The strange north-south divide: how Oxford City copes with a marathon football season

oxford city football club
oxford city football club

Oxford is about 60 miles west of London and 75 miles south of Birmingham, with the nearest towns, Northampton and Reading, competing in the local league, and the second-biggest club will begin a journey of more than 350 miles over eight weeks over the next nine months in Lancashire on Saturday.

That fate befell Oxford City and they had suffered the same in the past. In 2012, City were promoted from the Southern League Premier to the Conference North for the first time, finishing sixth. It was three years before they joined the National League South, and after eight seasons there and one season in the upper country, they were back where they started.

This season, they will travel more than 6,600 miles to league games, an average of nearly 300 miles round trip, and from 300 miles to 2,575 miles in recent action in the National League South last season.

The Football Association divides the 48 sixth-placed teams evenly into two regional divisions each season. Its considerations are geographical, drawing boundaries between the 24 northern and southern teams. Even so, Oxford seems to be a strange case. The town of Hemel Hempstead, which has a team in the National League South, is slightly further north than Oxford.

However,  Hemel Hempstead’s stadium is south of Oxford City. A National League spokesman said the location in question was “where the club is based, not the geographic location of an entire city,” and the average is 160 miles per game, about 3,700.With Truro City providing the longest away journey of most clubs in that division, the traveling schedule reaches around 11,300 miles.

Sam Cox is a manager facing challenges at Oxford. He ended last season as Wealdstone’s caretaker manager, earning his first full-time job.”We were the underdogs because of the logistics we were in,” he said.

Good margins make all the difference in an environment of changing attitudes. Cox said: “The Conference is a league where players have fallen into retirement and remembers its playing days when it was spent mainly on non-league teams. Many teams only practice once a week. Now the players are young. Cat[egory] 1, Cat 2,  More players drop down to these leagues from Cat 3 academies. The league would benefit from some strategy to prevent these situations from happening.”
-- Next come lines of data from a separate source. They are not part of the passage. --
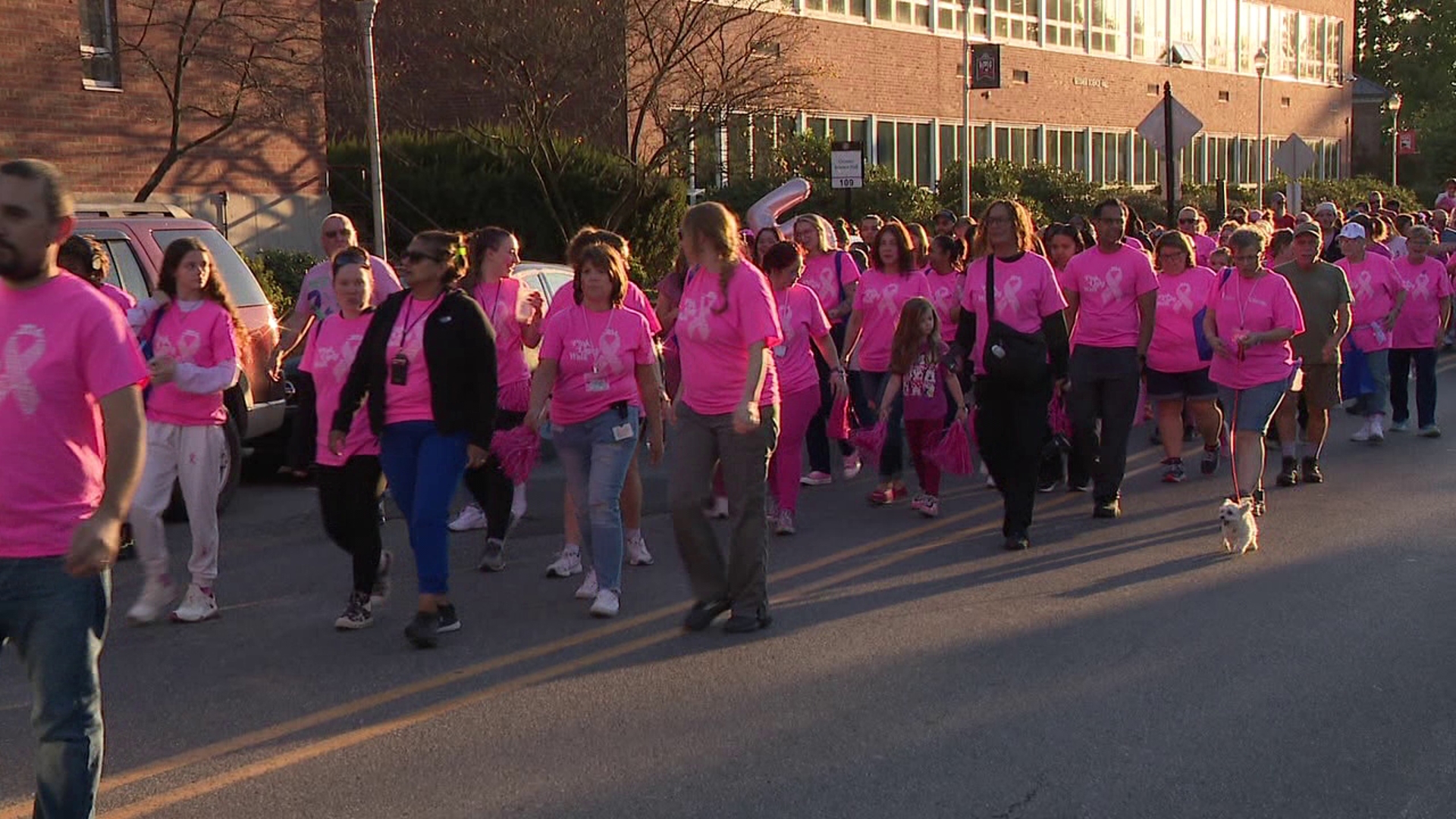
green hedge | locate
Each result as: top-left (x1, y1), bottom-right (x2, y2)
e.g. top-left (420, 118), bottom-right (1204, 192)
top-left (329, 128), bottom-right (687, 283)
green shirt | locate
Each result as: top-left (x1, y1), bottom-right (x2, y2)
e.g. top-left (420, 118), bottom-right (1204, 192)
top-left (1274, 259), bottom-right (1354, 364)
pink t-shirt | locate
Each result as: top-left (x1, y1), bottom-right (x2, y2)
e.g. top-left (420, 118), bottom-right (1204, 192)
top-left (99, 281), bottom-right (136, 315)
top-left (677, 261), bottom-right (783, 416)
top-left (147, 300), bottom-right (237, 427)
top-left (472, 278), bottom-right (541, 413)
top-left (546, 281), bottom-right (663, 335)
top-left (961, 253), bottom-right (1067, 375)
top-left (1205, 270), bottom-right (1304, 389)
top-left (1185, 233), bottom-right (1219, 267)
top-left (299, 313), bottom-right (378, 466)
top-left (1147, 267), bottom-right (1232, 373)
top-left (1392, 256), bottom-right (1451, 350)
top-left (855, 268), bottom-right (930, 373)
top-left (774, 284), bottom-right (828, 395)
top-left (384, 294), bottom-right (444, 424)
top-left (1065, 245), bottom-right (1159, 347)
top-left (0, 272), bottom-right (147, 558)
top-left (541, 305), bottom-right (657, 425)
top-left (924, 268), bottom-right (965, 343)
top-left (799, 251), bottom-right (861, 321)
top-left (1335, 252), bottom-right (1405, 347)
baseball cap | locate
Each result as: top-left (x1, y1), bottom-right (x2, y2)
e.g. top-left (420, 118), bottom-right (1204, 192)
top-left (1339, 221), bottom-right (1364, 239)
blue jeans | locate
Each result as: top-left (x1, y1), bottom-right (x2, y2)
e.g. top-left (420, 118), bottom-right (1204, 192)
top-left (378, 421), bottom-right (466, 595)
top-left (0, 557), bottom-right (111, 819)
top-left (554, 406), bottom-right (641, 593)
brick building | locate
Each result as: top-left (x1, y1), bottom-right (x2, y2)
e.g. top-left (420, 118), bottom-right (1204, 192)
top-left (0, 0), bottom-right (329, 251)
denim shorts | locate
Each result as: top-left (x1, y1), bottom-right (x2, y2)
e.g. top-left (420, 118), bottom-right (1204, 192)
top-left (1219, 379), bottom-right (1291, 436)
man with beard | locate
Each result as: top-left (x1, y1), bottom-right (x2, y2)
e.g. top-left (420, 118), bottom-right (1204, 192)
top-left (0, 158), bottom-right (147, 817)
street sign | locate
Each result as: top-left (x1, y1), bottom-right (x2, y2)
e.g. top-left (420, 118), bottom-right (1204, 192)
top-left (1269, 134), bottom-right (1318, 179)
top-left (1138, 99), bottom-right (1203, 155)
top-left (828, 143), bottom-right (864, 191)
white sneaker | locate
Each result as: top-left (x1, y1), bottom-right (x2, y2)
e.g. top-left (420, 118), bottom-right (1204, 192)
top-left (450, 503), bottom-right (485, 532)
top-left (127, 577), bottom-right (177, 625)
top-left (576, 570), bottom-right (598, 601)
top-left (546, 547), bottom-right (581, 577)
top-left (592, 588), bottom-right (622, 617)
top-left (172, 583), bottom-right (217, 623)
top-left (626, 532), bottom-right (652, 566)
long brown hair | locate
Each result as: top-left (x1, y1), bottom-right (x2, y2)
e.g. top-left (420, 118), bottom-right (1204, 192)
top-left (890, 296), bottom-right (940, 376)
top-left (157, 236), bottom-right (249, 357)
top-left (682, 202), bottom-right (742, 313)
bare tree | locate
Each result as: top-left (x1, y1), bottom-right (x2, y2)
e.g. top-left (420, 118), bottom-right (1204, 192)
top-left (117, 0), bottom-right (322, 202)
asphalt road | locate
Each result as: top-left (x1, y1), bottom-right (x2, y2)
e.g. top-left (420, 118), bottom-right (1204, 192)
top-left (0, 359), bottom-right (1456, 819)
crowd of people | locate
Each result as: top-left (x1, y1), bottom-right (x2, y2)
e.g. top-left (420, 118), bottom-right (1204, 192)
top-left (8, 154), bottom-right (1456, 814)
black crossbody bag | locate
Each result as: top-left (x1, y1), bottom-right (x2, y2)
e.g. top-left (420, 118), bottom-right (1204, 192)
top-left (981, 255), bottom-right (1051, 386)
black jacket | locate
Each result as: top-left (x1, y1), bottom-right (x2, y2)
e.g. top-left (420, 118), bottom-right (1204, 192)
top-left (332, 288), bottom-right (497, 449)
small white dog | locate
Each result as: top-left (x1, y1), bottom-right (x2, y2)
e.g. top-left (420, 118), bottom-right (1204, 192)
top-left (1219, 498), bottom-right (1260, 554)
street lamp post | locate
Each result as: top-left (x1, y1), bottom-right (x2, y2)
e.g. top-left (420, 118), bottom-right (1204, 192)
top-left (961, 0), bottom-right (975, 215)
top-left (1388, 93), bottom-right (1401, 188)
top-left (355, 0), bottom-right (389, 258)
top-left (1254, 48), bottom-right (1269, 210)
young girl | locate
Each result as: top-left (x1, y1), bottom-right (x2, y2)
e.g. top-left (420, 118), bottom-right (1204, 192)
top-left (880, 296), bottom-right (965, 517)
top-left (763, 242), bottom-right (849, 535)
top-left (300, 248), bottom-right (393, 631)
top-left (127, 237), bottom-right (242, 625)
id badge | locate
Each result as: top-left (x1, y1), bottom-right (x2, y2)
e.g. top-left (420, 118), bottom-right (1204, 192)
top-left (389, 353), bottom-right (410, 386)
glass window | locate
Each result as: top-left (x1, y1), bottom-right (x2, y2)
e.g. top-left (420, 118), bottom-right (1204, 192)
top-left (994, 0), bottom-right (1041, 42)
top-left (1087, 0), bottom-right (1125, 54)
top-left (77, 0), bottom-right (121, 87)
top-left (1239, 3), bottom-right (1269, 74)
top-left (1044, 0), bottom-right (1086, 48)
top-left (1131, 0), bottom-right (1168, 61)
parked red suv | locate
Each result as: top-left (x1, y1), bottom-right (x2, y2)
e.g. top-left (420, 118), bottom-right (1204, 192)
top-left (76, 202), bottom-right (284, 509)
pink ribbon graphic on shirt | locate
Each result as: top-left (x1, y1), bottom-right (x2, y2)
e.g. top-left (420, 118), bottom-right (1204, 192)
top-left (1174, 281), bottom-right (1192, 313)
top-left (0, 324), bottom-right (46, 416)
top-left (597, 326), bottom-right (623, 373)
top-left (1102, 267), bottom-right (1122, 305)
top-left (177, 329), bottom-right (202, 363)
top-left (996, 275), bottom-right (1022, 315)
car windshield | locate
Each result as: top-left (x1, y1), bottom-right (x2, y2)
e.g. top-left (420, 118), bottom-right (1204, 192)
top-left (152, 228), bottom-right (268, 307)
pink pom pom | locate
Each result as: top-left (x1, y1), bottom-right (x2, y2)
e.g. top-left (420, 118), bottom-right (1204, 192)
top-left (491, 425), bottom-right (541, 484)
top-left (828, 395), bottom-right (850, 440)
top-left (849, 421), bottom-right (890, 463)
top-left (927, 421), bottom-right (975, 475)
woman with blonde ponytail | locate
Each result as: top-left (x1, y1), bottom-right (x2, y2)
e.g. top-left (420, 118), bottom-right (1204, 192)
top-left (673, 202), bottom-right (783, 632)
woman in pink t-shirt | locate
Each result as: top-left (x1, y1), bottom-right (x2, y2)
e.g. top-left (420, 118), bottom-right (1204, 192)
top-left (526, 243), bottom-right (663, 617)
top-left (300, 248), bottom-right (393, 631)
top-left (763, 242), bottom-right (849, 535)
top-left (842, 221), bottom-right (930, 506)
top-left (450, 228), bottom-right (546, 571)
top-left (671, 202), bottom-right (783, 632)
top-left (793, 213), bottom-right (861, 487)
top-left (127, 237), bottom-right (243, 625)
top-left (1200, 228), bottom-right (1304, 514)
top-left (1143, 231), bottom-right (1223, 484)
top-left (1391, 224), bottom-right (1451, 438)
top-left (956, 199), bottom-right (1067, 551)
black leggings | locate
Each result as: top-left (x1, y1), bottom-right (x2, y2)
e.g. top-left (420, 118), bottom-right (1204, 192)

Oxford are not the only team in the league to endure trials and tribulations. Scarborough Athletic are the farthest four days on Oxford’s list. Their location in North Yorkshire is problematic. Chairman Trevor Bull said: “The biggest problem occurs during midweek matches where our players are part-time and players are free to travel or the game disappears altogether.For some away matches, the players travel less distance than our home matches.”

South Shields are the northernmost team in the division. They are one of his few full-time clubs but feel the strain of extensive travel. Their chairman, Geoff Thompson, acknowledges the administrative struggle required to manage the branch.

“The National League South is mostly clubs in London, south London and the south west, so it’s a complex problem and we don’t know exactly how to solve it.”

Consider the situation as part of a journey through stages. “Over nine years ago we had full domestic football in the Northern League.   We have a lot of promotion in our national league system and that comes at a price.”